Rione Clodio. Affronte: situazione indegna, la soluzione c'era già dal 2020
La situazione di via Ducale nel centro storico di Rimini, e in generale del Rione Clodio, dove passano in media 550 auto ogni ora "è poco degna di una città che vuole presentarsi come moderna, attrattiva e rispettosa dell'ambiente e delle persone". A dirlo è l'ex europarlamentare riminese Marco Affronte, oggi EU Project Manager. Eppure, evidenzia, la soluzione c'era già dal 2020 "quando il Comune presentò il progetto Fila a destra" per liberare il centro dal cosiddetto traffico "parassita". "Ma oggi quel traffico di attraversamento - prosegue Affronte - scorre ancora indisturbato per via Ducale e via Clodia. Inspiegabilmente". L'ex europarlamentare invita "chiunque intervenga su questa questione, amministratori, commentatori, cittadini, debba fare il piccolo sforzo di immedesimarsi con chi abita quelle case affacciate direttamente sulla strada, costretto a tenere le finestre chiuse per tenere fuori smog e rumore".
La riflessione di Marco Affronte
Nel mio muovermi per la città in bicicletta capito non di rado in via Ducale, e ogni volta mi immedesimo nelle persone che vivono in quelle case. Da ormai diversi (troppi) anni, il Rione Clodio vive in una situazione poco degna di una città che vuole presentarsi come moderna, attrattiva e rispettosa dell'ambiente e delle persone.
Come è noto, qualche anno fa si è deciso, come misura temporanea, di convogliare una parte del traffico da monte a mare attraverso un imbuto di stradine del centro storico: piccole, strette, con le abitazioni direttamente affacciate sulla carreggiata. In quei vicoli, perché di vicoli si tratta, transitano ora in media 550 auto all'ora (2,3 milioni di auto all'anno), con conseguente inquinamento atmosferico e acustico e con condizioni di pericolo per pedoni e ciclisti. Quella che doveva essere una misura provvisoria è diventata strutturale.
Eppure la soluzione esiste, ed esisteva già nel 2020, quando il Comune presentò il progetto "Fila a destra"; citando le parole del Comune stesso, una "riorganizzazione della circolazione attorno al centro storico che come obiettivo tecnico ha quello dell'istituzione di un senso unico percorribile in senso anti orario attorno alle mura cittadine così da fluidificare i flussi di circolazione attorno al centro storico liberandolo, assieme al Ponte di Tiberio, dalle auto e dal traffico d'attraversamento parassita". Un impegno preciso, un obiettivo dichiarato. Ma oggi quel traffico di attraversamento "parassita" scorre ancora indisturbato per via Ducale e via Clodia. Inspiegabilmente.

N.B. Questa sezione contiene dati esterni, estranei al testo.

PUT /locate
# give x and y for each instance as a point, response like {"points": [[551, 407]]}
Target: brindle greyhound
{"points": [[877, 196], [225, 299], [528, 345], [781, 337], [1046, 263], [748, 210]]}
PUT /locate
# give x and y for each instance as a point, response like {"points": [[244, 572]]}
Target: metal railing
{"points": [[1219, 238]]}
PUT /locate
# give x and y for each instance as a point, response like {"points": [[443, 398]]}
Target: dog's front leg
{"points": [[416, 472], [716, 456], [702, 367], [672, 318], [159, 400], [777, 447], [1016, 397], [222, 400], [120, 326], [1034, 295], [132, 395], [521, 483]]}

C'è però un nodo culturale più profondo che alimenta questo tema: la visione di città in cui ogni ragionamento sulla mobilità parte dall'auto. È una visione novecentesca, che le città davvero moderne hanno già abbandonato da tempo. In un contesto urbano contemporaneo l'auto è sì un'opzione, ma una delle tante, e di certo non la preferibile: accanto al trasporto pubblico, alla bicicletta e alla mobilità pedonale, è un'opzione da scoraggiare, non da privilegiare. Le città che ho in mente non si chiedono come far scorrere meglio il traffico veicolare: si chiedono come ridurlo, sostituirlo, renderlo sempre meno necessario. Finché il dibattito sulla mobilità riminese continuerà a partire dalla domanda "dove passa l'auto?" invece che "come si muove la persona?", continuerò a spostare il problema da una strada all'altra, senza mai risolverlo.

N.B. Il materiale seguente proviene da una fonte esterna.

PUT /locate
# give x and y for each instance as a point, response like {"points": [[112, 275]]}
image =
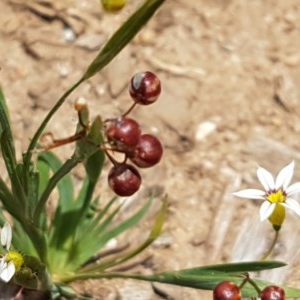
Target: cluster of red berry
{"points": [[124, 135], [228, 290]]}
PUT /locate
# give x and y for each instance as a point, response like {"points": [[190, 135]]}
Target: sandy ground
{"points": [[230, 72]]}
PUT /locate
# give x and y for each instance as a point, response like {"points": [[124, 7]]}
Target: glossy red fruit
{"points": [[144, 88], [124, 179], [148, 151], [227, 290], [273, 292], [123, 132]]}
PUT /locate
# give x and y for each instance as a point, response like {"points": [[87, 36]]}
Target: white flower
{"points": [[277, 192], [12, 260]]}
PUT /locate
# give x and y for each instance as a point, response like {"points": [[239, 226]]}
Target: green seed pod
{"points": [[113, 5]]}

Ritengo che chiunque intervenga su questa questione, amministratori, commentatori, cittadini, debba fare il piccolo sforzo di immedesimarsi con chi abita quelle case affacciate direttamente sulla strada, costretto a tenere le finestre chiuse per tenere fuori smog e rumore. Sono cittadini ormai talmente rassegnati da non credere più alla soluzione ottimale, la chiusura al traffico di attraversamento e il ritorno al "Fila a destra", e che si limitano ora a chiedere l'estensione dell'orario della ZTL. Una richiesta minima, di puro buon senso, che sostengo con vigore e che l'amministrazione non ha più alibi per ignorare.